The US SEC once said that 65 million households might fail to realize at least one major life goal. According to the agency, a lack of proper financial planning will be the main deterrent.
A 2019 study by the Federal Reserve found evidence that this prediction still holds. It reported that at least four in 10 households would be unable to deal with a $400 unexpected expense.
One of the best ways to avoid finding yourself in the same boat is to learn how to stop overspending. At the same time, you’d also want to master the art and science of how to save money. In doing so, you can reduce your risks of wallowing in debt, and instead, be closer to achieving your life goals.
On that note, we created this guide detailing some of the best ways to mitigate your spending. Read on to learn how to get your budget under control so that you can keep more cash flowing in instead of out.
1. Tabulate Your Expenses
According to the Bureau of Labor Statistics, the average 2019 income before taxes was $82,852. The average annual expenditures, on the other hand, amounted to $63,036. That puts the average discretionary income at $19,816.
The thing is, a lot of that “leftover” income often goes toward non-essential stuff. A perfect example is an exorbitant cable TV service, which at the very least, can cost $60 a month. Premium plans, on the other hand, can have a monthly rate of at least $100.
That’s just for TV, so imagine how much more you could be overspending on other things. That’s why you need to know what exactly you’re spending on.
An expense table or list provides you with a deeper insight into your financial standing. It lets you determine where exactly your money goes and how much of it goes toward such expenses. This knowledge can then help you figure out which costs you can and should cut back on.
Start by tabulating fixed expenses, which are the things you spend a fixed amount on. These include fixed-rate loans, such as mortgages (or rent), car loans, and personal loans. Fixed-fee services and utilities, like phone, Internet, and cable TV, are also part of this list.
Then, list all your variable costs, like groceries, food, services, entertainment, and utilities. Shopping expenditures are also variable expenses, regardless of the product you purchase.
Once you have this table, you can then start altering and adjusting each item on the list.
2. Keep Tabs on Your Food Purchases
In the US, as much as 30% to 40% of the food supply goes to waste. That represents over 130 billion pounds of wasted food. That also means that each person in the US wastes around 400 pounds of food each year.
So, do yourself, your wallet, and the environment some good by limiting food wastage. You can do this by buying only the appropriate amount that your household needs, say, per week. However, it’s best to stick to purchasing only two to three days’ worth of fresh or perishable goods.
3. Cut Ties and Cords
You might want to follow suit, especially if you only watch a few channels. Besides, you can stream news, videos, and movies if you already have Internet service.

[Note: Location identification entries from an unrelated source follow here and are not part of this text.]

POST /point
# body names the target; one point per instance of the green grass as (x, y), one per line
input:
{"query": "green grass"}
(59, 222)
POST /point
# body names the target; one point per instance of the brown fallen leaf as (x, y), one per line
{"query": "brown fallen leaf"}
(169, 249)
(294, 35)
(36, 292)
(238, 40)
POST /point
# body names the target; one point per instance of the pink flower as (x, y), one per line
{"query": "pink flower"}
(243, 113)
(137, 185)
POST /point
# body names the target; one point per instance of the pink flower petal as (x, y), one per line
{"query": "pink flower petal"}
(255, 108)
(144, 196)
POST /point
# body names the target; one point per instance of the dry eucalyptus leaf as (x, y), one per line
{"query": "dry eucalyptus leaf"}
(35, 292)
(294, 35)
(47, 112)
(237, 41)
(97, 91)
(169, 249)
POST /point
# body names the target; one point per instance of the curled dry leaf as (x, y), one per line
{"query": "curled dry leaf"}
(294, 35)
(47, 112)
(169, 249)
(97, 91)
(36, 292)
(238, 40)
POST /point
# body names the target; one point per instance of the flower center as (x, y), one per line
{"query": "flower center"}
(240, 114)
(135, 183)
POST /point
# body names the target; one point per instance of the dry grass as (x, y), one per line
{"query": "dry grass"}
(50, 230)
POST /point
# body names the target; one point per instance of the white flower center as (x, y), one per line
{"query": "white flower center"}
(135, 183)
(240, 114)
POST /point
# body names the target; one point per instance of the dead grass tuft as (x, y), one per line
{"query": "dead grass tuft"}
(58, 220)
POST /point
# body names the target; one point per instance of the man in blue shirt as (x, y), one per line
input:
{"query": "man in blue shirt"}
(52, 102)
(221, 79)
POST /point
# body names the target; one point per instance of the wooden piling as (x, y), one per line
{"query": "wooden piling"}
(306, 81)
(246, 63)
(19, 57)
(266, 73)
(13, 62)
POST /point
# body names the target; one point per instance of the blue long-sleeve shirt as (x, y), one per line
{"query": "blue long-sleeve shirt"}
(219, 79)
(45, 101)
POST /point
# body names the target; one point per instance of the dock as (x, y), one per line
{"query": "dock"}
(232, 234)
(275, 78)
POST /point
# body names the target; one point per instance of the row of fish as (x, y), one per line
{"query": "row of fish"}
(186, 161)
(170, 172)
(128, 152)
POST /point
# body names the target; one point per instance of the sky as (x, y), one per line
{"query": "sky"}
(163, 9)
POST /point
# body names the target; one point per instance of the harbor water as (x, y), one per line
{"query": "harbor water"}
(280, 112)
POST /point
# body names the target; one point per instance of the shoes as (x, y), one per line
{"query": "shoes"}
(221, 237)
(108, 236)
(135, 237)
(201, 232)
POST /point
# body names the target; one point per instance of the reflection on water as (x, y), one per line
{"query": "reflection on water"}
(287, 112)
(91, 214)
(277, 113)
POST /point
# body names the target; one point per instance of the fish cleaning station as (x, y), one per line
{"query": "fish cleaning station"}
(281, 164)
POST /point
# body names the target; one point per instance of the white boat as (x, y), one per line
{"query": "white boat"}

4. Don’t Underestimate Discount Coupons and Deals
In February 2020, 31% of US households opted for online grocery delivery or pickup service. That equates to 39.5 million households, a 145.3% rise in online grocery shoppers from the year before.
If you’re new to online shopping, you may be overspending not only on purchases but shipping too. Keep in mind that at the very least, courier fees cost about $6. If you order once a week, that’s at least $24 on shipping expenditures alone.
Fortunately, many merchants and brands offer legit online coupons and shipping deals. For example, you may be able to use a Bath and Body Works free shipping code to zero out your courier fees. Walmart, Whole Foods, Lowes, and Giant also typically roll out these money-saving offers.
5. Activate Mobile Banking App Restrictions
Banking apps come with security features that let you restrict cash outflows. They help prevent fraudulent activities, such as unauthorized purchases. However, you can also use them as a way to stop overspending money on excessive online shopping.
For starters, these restrictions require you to specify a limit on how much you can take out of the account. When you reach this “cap,” you can no longer use the same account for more purchases. This, in itself, already helps you avoid overspending.
To deactivate the restriction, you would have to go through several security protocols. An example is multi-factor authentication, which you’d need several devices for. You may have to input a code from an email, another from a smartphone, plus a “face code” or fingerprint.
Since deactivating restrictions can get tedious, you may end up not wanting to do it anymore. You’re even more likely to give it up if what you’re planning to buy isn’t really essential.
6. Automate Wire Transfers to Your Savings Accounts
Another great trick on how to stop overspending money is to intentionally make it “scarce.” You can do this by automating transfers from a spending account to a savings account.
This way, you’ll have less access to your discretionary income. Plus, you’ll be able to grow your savings faster.
Follow These Hacks on How to Stop Overspending Now
Technology has made it easier to overspend, but it also makes it easier to save. So, as early as now, take advantage of your banking apps’ security features. Their use isn’t only for your security; it’s also a great strategy on how to stop overspending.
Of course, you still have to practice self-control; otherwise, you won’t be able to stick to your budget.